Domanda difficile! Sicuramente mi sta convincendo sempre di più a voler intraprendere un lavoro che abbia a che fare coi viaggi e il turismo, o comunque a contatto con persone che provengono da ogni parte del mondo. Inoltre, per quanto apprezzi gli USA, mi sto rendendo conto che lo stile di vita europeo mi piace di piú e difficilmente potrei decidere di vivere al di fuori del vecchio continente.

10. Che valore aggiunto pensi d’avere tu rispetto ai tuoi colleghi universitari che sono rimasti a casa, anche dal punto di vista lavorativo?

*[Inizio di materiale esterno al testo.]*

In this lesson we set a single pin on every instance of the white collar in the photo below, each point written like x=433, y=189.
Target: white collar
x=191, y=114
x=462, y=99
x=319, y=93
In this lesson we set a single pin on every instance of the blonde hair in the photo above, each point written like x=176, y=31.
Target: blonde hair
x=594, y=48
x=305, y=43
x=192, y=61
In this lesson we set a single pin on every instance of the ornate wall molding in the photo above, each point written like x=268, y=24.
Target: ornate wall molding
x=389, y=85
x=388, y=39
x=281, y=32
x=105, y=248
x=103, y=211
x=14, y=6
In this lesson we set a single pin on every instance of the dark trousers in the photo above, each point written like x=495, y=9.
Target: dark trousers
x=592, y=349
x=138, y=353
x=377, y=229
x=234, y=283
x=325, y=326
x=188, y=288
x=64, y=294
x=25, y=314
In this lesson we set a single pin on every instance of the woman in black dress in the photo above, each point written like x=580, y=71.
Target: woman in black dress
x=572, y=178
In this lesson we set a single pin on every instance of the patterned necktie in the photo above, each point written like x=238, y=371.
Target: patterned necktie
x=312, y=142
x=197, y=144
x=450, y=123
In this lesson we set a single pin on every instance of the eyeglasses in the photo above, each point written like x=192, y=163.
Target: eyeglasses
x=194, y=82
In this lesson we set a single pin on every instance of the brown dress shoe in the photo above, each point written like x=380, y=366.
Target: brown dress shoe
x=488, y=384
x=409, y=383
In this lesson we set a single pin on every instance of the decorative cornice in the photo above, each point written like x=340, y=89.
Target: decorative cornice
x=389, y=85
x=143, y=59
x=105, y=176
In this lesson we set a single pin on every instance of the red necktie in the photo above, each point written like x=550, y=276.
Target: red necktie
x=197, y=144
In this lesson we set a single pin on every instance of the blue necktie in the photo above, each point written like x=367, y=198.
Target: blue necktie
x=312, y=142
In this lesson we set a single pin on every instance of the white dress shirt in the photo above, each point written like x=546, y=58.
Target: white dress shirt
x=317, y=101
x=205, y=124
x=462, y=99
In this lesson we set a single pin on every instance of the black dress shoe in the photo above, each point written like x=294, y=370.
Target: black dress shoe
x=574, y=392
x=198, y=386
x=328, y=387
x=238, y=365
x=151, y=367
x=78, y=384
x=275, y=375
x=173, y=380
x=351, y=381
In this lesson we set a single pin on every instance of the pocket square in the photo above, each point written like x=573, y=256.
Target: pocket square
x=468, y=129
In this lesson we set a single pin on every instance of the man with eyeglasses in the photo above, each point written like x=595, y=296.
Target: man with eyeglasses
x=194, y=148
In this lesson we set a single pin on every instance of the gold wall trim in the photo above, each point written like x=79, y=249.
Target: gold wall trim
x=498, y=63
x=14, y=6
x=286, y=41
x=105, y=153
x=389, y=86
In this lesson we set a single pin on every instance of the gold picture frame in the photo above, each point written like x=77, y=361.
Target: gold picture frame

Per me che ho studiato Economia, ed in particolare Turismo, ogni viaggio è un valore aggiunto perché è come studiare il proprio settore dall’interno, una sottospecie di “tirocinio naturale”. In ogni caso, sono fermamente convinto che viaggiando si acquisiscano skills manageriali importantissime, si pensi solo alla gestione del tempo, del denaro o alla risoluzione di problemi. Inoltre, confrontarsi con gente proveniente da tutti i continenti mi fa capire che ci sono modi diversi di atteggiarsi a seconda della persona che si ha di fronte. Tutte queste situazioni possono sicuramente tornarmi utili nei prossimi anni.

11. Cosa hai imparato su te stesso che non sapevi..

Sono molto meno diffidente rispetto a quanto pensassi e quando incontro altri viaggiatori come me mi relaziono con loro come se fossimo amici da sempre: faccio discorsi personali che non faccio nemmeno con amici in Italia! Probabilmente lo stesso “status” e la stessa esperienza che stiamo vivendo mi aiuta a sentirli veri e propri compagni di percorso. Per il resto, credo sia ancora troppo presto per rispondere a pieno a questa domanda.